Esta posição, se bem que mais razoável, em geral, vem na linha da forma (e tempo) com que a União Europeia (não) tem respondido adequadamente à questão dos migrantes e refugiados.
Suponham que eu vejo um desconhecido desarmado, frágil, a fugir manifestamente desesperado para o portão aberto de minha casa, perseguido por alguém com um revólver na mão. Suponham ainda que quando o fugitivo chega ao meu portão, eu lho fecho na cara, deixando-o entregue a si próprio (e ao perseguidor armado).
Se isto acontecesse, e em função das consequências para o fugitivo, eu poderia ser punido com prisão por “omissão de auxílio” (Artº 200º do Código Penal).
Ou seja, eu deveria ter aberto o portão de minha casa ao fugitivo, independentemente das razões por que ele era perseguido.
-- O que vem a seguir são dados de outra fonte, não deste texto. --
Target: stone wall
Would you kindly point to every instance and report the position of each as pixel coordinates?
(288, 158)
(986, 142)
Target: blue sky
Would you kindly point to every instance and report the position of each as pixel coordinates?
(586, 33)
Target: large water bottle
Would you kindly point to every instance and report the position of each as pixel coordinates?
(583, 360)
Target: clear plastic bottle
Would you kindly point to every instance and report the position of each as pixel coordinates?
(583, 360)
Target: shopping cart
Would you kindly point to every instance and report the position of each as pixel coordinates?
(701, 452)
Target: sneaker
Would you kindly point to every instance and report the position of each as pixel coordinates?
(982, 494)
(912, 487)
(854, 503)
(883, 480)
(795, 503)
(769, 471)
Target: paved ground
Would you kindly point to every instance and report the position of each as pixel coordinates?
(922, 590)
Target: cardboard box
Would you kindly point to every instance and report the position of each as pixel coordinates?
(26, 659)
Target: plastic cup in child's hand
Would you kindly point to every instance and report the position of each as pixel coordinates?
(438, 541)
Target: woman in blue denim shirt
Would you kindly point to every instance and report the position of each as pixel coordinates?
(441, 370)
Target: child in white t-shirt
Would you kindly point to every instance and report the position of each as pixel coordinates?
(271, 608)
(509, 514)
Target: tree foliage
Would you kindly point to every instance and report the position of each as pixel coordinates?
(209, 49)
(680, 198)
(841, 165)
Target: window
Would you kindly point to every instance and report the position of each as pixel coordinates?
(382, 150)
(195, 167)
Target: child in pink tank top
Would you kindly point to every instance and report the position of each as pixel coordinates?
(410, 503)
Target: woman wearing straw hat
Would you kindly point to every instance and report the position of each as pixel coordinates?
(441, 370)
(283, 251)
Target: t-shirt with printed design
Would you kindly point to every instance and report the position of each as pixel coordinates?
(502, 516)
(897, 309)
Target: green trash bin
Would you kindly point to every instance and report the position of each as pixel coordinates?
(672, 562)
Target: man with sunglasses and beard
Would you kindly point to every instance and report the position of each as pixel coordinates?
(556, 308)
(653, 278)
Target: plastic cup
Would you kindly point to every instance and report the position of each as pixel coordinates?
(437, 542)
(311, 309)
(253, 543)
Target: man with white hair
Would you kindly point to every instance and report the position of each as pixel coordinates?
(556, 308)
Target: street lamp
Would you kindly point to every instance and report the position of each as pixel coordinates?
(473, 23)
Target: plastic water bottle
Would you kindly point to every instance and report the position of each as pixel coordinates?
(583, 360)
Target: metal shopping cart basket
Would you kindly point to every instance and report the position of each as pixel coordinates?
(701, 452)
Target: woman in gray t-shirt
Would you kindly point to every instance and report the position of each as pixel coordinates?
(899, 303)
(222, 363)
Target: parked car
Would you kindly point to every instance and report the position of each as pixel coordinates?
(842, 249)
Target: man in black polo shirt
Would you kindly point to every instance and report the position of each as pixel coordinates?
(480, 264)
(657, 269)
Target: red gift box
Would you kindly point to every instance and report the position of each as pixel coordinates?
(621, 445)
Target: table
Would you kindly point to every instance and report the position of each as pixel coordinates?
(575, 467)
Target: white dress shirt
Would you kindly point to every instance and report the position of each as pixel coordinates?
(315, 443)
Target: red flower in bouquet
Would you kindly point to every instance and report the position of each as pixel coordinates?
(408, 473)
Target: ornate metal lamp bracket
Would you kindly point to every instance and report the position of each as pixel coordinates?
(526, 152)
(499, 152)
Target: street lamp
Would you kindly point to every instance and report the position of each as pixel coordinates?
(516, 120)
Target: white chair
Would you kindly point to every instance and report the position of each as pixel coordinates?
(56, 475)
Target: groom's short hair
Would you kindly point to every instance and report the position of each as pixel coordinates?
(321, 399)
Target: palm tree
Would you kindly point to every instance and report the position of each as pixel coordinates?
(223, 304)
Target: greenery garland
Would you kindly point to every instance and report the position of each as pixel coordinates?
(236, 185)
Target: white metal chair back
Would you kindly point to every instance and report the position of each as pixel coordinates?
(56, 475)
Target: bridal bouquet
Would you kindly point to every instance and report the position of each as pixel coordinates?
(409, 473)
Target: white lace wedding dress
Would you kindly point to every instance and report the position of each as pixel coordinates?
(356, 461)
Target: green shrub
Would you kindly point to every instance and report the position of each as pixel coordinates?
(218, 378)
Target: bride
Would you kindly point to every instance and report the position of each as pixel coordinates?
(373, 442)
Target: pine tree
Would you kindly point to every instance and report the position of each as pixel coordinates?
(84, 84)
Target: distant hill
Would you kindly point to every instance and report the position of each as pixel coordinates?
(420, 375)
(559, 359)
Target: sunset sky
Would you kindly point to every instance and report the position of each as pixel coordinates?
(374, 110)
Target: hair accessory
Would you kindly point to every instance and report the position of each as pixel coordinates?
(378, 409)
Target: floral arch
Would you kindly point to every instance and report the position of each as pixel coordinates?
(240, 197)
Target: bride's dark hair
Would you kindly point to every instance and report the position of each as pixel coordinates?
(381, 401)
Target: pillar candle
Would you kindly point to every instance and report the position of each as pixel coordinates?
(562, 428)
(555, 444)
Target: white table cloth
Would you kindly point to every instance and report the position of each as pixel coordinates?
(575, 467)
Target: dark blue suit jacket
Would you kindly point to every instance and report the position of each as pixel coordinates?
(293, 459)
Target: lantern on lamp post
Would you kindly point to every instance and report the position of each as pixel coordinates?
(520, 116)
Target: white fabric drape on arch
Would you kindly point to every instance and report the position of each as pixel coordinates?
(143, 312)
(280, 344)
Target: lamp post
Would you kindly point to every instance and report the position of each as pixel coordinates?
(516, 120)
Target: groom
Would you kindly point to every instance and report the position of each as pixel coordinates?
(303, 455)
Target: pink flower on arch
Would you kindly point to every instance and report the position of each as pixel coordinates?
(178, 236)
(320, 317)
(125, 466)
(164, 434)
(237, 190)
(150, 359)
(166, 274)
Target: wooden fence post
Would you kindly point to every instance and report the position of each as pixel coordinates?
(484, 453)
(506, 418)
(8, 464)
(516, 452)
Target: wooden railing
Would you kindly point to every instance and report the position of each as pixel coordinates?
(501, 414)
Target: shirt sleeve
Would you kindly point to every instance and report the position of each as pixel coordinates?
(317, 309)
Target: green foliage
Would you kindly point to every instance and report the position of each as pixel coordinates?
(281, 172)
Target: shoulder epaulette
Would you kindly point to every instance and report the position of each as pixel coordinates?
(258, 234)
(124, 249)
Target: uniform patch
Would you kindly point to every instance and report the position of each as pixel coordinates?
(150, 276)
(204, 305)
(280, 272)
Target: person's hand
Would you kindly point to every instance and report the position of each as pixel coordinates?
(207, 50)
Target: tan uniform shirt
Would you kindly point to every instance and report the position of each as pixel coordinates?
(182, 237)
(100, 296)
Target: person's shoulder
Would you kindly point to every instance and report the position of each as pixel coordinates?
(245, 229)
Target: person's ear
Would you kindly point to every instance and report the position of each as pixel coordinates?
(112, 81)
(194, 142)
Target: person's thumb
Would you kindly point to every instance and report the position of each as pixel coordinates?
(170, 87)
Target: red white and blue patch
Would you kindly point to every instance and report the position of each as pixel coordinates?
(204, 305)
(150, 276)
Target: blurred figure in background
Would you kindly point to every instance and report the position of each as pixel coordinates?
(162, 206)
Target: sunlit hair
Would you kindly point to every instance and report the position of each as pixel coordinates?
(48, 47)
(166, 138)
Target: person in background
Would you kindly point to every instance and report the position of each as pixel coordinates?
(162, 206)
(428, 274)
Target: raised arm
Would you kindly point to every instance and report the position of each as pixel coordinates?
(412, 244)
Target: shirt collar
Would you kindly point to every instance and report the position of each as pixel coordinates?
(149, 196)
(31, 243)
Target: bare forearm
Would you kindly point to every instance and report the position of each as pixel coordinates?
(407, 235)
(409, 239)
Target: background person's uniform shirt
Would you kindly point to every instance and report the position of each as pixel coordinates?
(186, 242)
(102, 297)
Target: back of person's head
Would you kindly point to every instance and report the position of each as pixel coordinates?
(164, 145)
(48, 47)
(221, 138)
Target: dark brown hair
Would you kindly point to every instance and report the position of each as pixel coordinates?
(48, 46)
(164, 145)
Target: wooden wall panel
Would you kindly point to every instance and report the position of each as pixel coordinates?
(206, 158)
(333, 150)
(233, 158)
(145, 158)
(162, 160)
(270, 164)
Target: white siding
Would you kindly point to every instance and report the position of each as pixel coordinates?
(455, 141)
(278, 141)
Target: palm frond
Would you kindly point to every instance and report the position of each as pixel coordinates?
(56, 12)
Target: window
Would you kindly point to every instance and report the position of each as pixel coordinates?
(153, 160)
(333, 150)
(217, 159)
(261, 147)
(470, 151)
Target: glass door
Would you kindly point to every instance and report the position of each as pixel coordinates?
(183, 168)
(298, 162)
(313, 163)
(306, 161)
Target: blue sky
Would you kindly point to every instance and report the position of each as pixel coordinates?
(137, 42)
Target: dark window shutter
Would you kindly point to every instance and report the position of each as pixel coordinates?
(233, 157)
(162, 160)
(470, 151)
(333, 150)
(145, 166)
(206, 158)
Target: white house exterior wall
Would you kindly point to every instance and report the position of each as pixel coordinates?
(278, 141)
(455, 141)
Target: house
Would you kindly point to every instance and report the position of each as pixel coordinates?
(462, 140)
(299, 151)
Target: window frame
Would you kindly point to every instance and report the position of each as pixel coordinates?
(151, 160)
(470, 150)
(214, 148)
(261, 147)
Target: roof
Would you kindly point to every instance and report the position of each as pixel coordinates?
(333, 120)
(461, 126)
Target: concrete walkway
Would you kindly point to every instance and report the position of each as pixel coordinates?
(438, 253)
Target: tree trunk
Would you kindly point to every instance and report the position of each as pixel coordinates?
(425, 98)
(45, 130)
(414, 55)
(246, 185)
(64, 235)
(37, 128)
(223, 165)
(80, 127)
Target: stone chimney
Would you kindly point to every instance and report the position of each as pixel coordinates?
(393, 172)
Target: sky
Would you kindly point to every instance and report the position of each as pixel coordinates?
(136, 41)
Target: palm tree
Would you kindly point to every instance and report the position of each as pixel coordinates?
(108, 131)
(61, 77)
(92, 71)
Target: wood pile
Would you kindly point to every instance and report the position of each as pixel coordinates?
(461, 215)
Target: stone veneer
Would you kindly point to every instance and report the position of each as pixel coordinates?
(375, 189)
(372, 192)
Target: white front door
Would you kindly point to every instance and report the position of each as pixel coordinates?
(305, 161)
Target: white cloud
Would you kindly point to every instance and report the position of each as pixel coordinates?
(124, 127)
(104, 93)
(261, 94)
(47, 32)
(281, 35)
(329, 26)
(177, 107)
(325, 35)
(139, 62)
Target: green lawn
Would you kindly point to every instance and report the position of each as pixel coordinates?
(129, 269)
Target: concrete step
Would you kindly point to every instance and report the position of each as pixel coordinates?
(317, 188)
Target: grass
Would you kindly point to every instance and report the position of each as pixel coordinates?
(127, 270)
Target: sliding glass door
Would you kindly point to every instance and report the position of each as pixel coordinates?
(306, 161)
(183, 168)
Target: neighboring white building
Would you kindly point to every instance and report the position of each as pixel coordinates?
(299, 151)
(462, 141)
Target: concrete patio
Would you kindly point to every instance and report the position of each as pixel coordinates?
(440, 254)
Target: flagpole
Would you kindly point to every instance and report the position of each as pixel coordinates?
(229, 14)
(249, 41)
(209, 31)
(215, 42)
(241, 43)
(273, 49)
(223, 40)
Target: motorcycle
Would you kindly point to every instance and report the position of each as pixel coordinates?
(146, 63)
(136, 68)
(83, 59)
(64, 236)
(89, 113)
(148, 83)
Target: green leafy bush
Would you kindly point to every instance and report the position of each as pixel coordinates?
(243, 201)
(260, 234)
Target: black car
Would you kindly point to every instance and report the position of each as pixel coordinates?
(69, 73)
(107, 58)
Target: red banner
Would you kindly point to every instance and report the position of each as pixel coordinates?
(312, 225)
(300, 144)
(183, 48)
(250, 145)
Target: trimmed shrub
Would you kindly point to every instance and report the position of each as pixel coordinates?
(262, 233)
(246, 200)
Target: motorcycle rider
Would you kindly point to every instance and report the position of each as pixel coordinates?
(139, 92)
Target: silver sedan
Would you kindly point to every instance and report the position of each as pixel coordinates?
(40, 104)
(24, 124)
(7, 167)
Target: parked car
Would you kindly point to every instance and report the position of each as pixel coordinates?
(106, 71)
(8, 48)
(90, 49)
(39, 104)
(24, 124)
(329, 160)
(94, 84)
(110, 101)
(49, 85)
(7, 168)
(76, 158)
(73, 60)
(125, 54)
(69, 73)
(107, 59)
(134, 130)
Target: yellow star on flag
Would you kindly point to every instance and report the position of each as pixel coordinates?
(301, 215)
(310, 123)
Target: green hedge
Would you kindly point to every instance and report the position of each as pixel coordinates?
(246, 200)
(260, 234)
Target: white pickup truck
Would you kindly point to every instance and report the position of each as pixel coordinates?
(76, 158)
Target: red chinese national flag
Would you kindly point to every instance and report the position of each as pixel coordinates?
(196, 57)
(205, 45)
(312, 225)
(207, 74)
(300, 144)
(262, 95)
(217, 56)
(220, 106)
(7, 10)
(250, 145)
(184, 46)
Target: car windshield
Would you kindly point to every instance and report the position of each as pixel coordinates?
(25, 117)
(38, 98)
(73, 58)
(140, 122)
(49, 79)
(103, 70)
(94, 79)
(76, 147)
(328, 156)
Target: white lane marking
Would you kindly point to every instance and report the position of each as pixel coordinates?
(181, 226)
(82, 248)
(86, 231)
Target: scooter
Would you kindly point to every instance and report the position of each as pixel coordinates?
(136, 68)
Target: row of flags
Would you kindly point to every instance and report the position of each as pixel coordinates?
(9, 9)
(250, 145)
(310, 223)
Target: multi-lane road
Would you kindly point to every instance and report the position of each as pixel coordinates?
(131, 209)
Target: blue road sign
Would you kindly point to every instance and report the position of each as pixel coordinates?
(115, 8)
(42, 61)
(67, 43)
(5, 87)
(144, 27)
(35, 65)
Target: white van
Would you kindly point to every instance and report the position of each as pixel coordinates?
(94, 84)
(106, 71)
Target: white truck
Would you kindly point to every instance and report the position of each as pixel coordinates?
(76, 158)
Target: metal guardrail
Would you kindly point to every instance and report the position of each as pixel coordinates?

Deveria ter-lhe prestado auxílio. Não apenas por razões de magnanimidade, de humanidade, mas por obrigação legal.
Descontando a linearidade desta comparação, qual é a “magnanimidade” da Srª Merkel – que se assume e é apresentada como “paladina” internacional (ou, pelo menos, europeia) dos refugiados – quando o governo alemão (como o de qualquer outro país membro da ONU) é legalmente obrigado a acolher qualquer refugiado (Convenção da ONU de 1951 e respectivo Protocolo de 1967)?
E depois, qual é a diferença entre uma pessoa (homem, mulher, criança) morrer vítima de uma bomba ou de um tiro ou, pela “dureza das suas vidas” decorrente de “necessidades económicas”, morrer à fome no seu país ou na sargeta de uma estrada à beira da fronteira de um qualquer outro país, por exemplo, da Hungria ou, pelos vistos (para já), da Alemanha?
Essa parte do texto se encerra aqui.